"Do you know, daddy, I honestly hope that the big city detective won't find out who I am," she said after a long period of reflection.
"Cause why?"
"Because, if he doesn't, you won't have any excuse for turning me out."
"I'll not only send you to bed, but I'll give you a tarnation good lickin' besides if you talk like—"
"But I'm twenty-one.
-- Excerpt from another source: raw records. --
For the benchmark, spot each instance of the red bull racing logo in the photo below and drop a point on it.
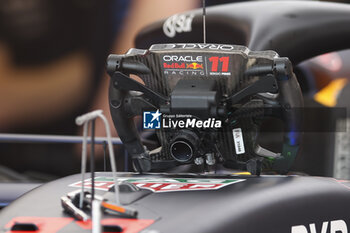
(194, 66)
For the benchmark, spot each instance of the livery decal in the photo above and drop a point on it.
(162, 184)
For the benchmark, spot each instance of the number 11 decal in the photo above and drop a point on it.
(215, 63)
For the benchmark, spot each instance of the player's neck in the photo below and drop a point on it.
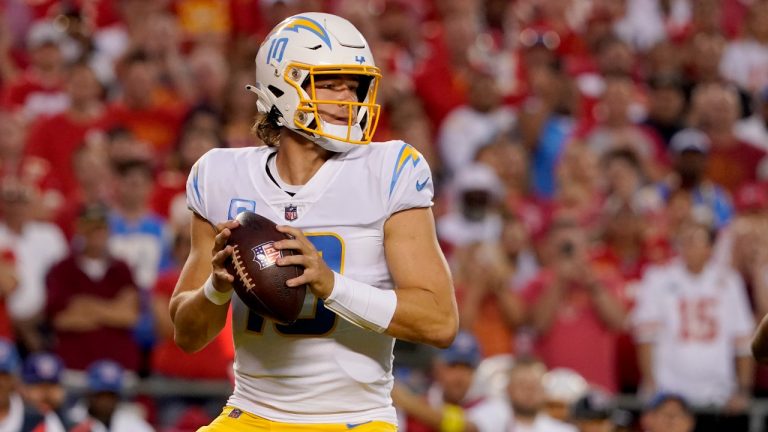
(298, 159)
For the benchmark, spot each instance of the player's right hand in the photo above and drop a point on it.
(222, 280)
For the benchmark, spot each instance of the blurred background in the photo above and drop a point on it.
(585, 153)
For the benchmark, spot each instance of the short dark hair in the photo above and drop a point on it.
(124, 168)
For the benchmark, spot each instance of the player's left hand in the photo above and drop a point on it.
(317, 275)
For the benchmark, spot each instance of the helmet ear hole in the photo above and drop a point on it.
(275, 91)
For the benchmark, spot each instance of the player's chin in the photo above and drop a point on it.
(335, 120)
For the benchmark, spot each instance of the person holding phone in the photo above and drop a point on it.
(575, 308)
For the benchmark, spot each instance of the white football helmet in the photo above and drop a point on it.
(290, 59)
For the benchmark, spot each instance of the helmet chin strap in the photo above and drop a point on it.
(331, 144)
(335, 145)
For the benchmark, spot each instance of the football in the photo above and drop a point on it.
(259, 281)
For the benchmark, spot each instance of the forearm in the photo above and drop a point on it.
(424, 316)
(645, 362)
(196, 320)
(543, 312)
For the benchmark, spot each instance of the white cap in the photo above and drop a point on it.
(564, 385)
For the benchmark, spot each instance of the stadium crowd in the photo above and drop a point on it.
(602, 198)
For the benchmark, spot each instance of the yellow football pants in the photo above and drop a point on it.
(241, 421)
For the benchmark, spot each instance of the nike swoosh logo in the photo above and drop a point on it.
(354, 425)
(420, 185)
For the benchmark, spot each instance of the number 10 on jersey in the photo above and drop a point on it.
(323, 321)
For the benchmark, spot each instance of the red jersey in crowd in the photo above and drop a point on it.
(212, 362)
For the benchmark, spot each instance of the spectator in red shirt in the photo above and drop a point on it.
(55, 139)
(169, 190)
(92, 299)
(33, 171)
(145, 108)
(38, 90)
(212, 362)
(732, 162)
(575, 308)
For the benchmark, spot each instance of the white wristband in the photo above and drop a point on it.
(215, 296)
(361, 304)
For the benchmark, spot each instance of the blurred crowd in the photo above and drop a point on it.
(600, 167)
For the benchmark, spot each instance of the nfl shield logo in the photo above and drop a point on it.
(265, 255)
(291, 212)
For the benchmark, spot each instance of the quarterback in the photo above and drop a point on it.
(360, 214)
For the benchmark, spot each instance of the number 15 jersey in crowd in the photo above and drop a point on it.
(321, 369)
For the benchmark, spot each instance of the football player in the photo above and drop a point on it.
(363, 230)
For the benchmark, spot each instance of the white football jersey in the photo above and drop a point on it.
(698, 325)
(321, 369)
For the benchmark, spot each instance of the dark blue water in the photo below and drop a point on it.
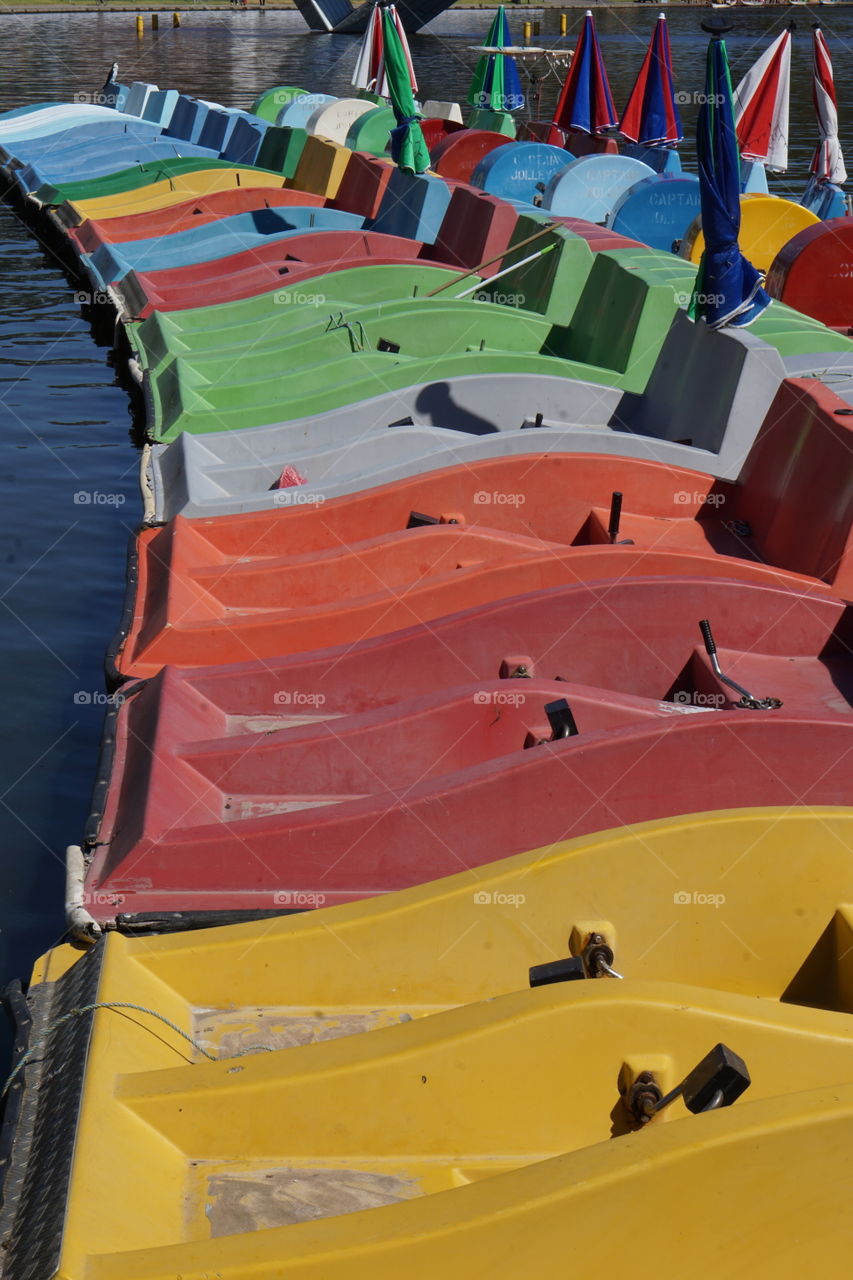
(68, 471)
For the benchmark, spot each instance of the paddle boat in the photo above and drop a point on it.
(566, 913)
(382, 763)
(463, 420)
(250, 1155)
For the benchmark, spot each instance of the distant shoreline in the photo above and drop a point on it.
(532, 7)
(39, 7)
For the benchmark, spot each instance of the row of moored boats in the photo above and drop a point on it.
(468, 887)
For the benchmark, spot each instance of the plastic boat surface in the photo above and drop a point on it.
(296, 1160)
(219, 590)
(442, 424)
(92, 233)
(243, 233)
(478, 933)
(388, 762)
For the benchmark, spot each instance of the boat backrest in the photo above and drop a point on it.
(625, 310)
(281, 150)
(413, 205)
(160, 106)
(137, 96)
(320, 168)
(363, 184)
(474, 229)
(551, 283)
(797, 485)
(245, 140)
(707, 389)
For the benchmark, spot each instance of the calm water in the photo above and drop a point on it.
(69, 496)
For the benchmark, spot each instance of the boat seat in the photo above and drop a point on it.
(796, 493)
(320, 167)
(363, 184)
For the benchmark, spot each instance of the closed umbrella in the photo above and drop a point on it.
(761, 104)
(585, 103)
(651, 115)
(496, 85)
(370, 65)
(728, 288)
(828, 161)
(407, 146)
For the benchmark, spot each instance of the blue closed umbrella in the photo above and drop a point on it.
(728, 287)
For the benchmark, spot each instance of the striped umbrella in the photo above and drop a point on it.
(407, 146)
(651, 115)
(728, 288)
(496, 85)
(585, 103)
(828, 161)
(370, 65)
(761, 106)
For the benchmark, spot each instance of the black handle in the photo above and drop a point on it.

You have no right," said she so brightly that he cracked his whip over the horse's back and blew his nose twice for full measure of gratitude.
"Well, I ain't heerd anything from that fly detective lately, an' I'm beginnin' to think he ain't sech a long sight better'n I am," said he proudly.
"He isn't half as good!" she cried.
"I mean as a detective," he supplemented apologetically.
"So do I," she agreed earnestly; but it was lost on him.
There was a letter at home for her from Edith Bonner. It brought the news that Wicker was going South to recuperate. His system had "gone off" since the accident, and the March winds were driving him away temporarily. Rosalie's heart ached that night, and there was a still, cold dread in its depths that drove sleep away. He had not written to her, and she had begun to fear that their month had been a trifle to him, after all. Now she was troubled and grieved that she should have entertained the fear. Edith went on to say that her brother had seen the New York detective, who was still hopelessly in the dark, but struggling on in the belief that chance would open the way for him.